China’s GDP grew 7.4% in 2014, slowest in 24 years
January 26, 2015 Category Macro-economy, Weekly
China’s economy expanded 7.4% from a year earlier in 2014, the slowest pace in 24 years as the country’s growth has entered a phase of “new normal,” the National Bureau of Statistics (NBS) said. However, analysts said the fourth-quarter performance turned out to be better than expected, and they expected growth to be at a stable level in the coming months. China’s gross domestic product amounted to CNY63.6 trillion last year, strengthening its position as the world’s second-largest economy. Growth was led by the service sector, which gained 8.1% to CNY30.7 trillion. Manufacturing added 7.3% to 27.1 trillion, while agriculture rose 4.1% to CNY5.8 trillion. The economy grew 7.3% in the fourth and third quarters, after a rise of 7.5% in the second and 7.4% in the first. “The rate of 7.4% is hard earned and is within a reasonable range. The growth target also needs to be adapted to the new normal when the country is changing growth gears,” NBS Director Ma Jiantang said. He added that growth was accompanied by an inflation rate of 2% last year and stable employment. In 2014, China created 13.22 million new jobs, surpassing the full-year target of 10 million and taking the working population to 772 million, 2.76 million more than in 2013. Fixed-asset investment (FAI) grew 15.7% to 50.2 trillion in 2014, and retail sales accelerated 12% to CNY26.2 trillion last year with online spending surging 49.7% to CNY2.7 trillion. Chinese authorities are expected to set a growth rate of around 7% for 2015, the Shanghai Daily reports.

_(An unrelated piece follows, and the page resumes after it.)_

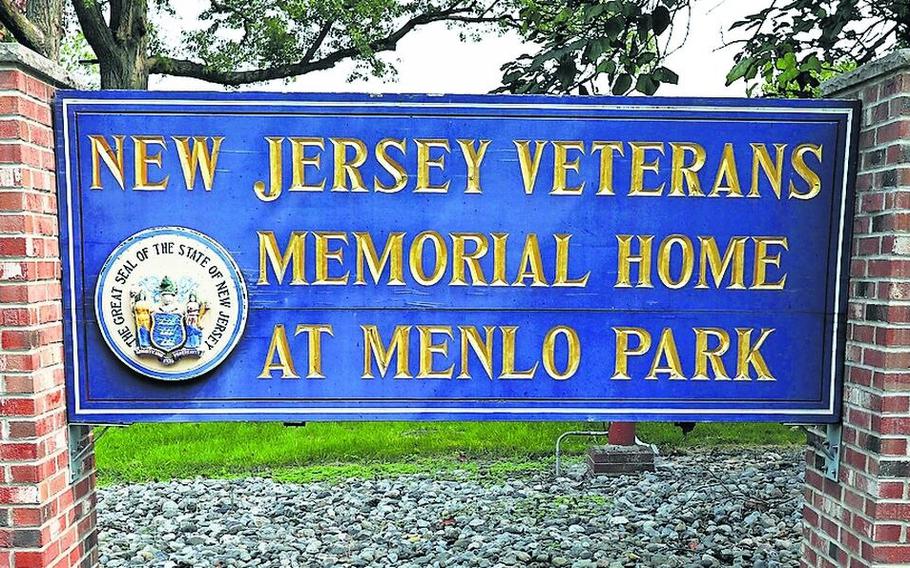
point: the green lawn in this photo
(326, 450)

China’s consumption is on track to replace investment as the main engine of economic growth, making a long-promised rebalancing of the economy a reality. Dubbed the “third engine” of the economy, consumption contributed 51.2% to gross domestic product (GDP) growth in 2014, up from 48.2% a year ago. “China’s consumption on average is expected to outpace investment and GDP with a growth of 7% to 8% in real terms in the next few years,” Wang Tao, Chief China Economist at UBS told the South China Morning Post. Total retail sales were CNY26.2 trillion in 2014, up 11.9% in nominal terms. Car sales were up 6.1% year-on-year from 2% previously and purchases of household appliances accelerated by 12.6% in December versus a year ago. Debt and deflation are the two biggest risks facing the Chinese economy and may take years to resolve as a slowdown looms, according to Peking University Professor Michael Pettis. Yu Yongding, Professor at the Chinese Academy of Social Sciences (CASS) thinks it could take five years to eliminate the economy’s excess capacity.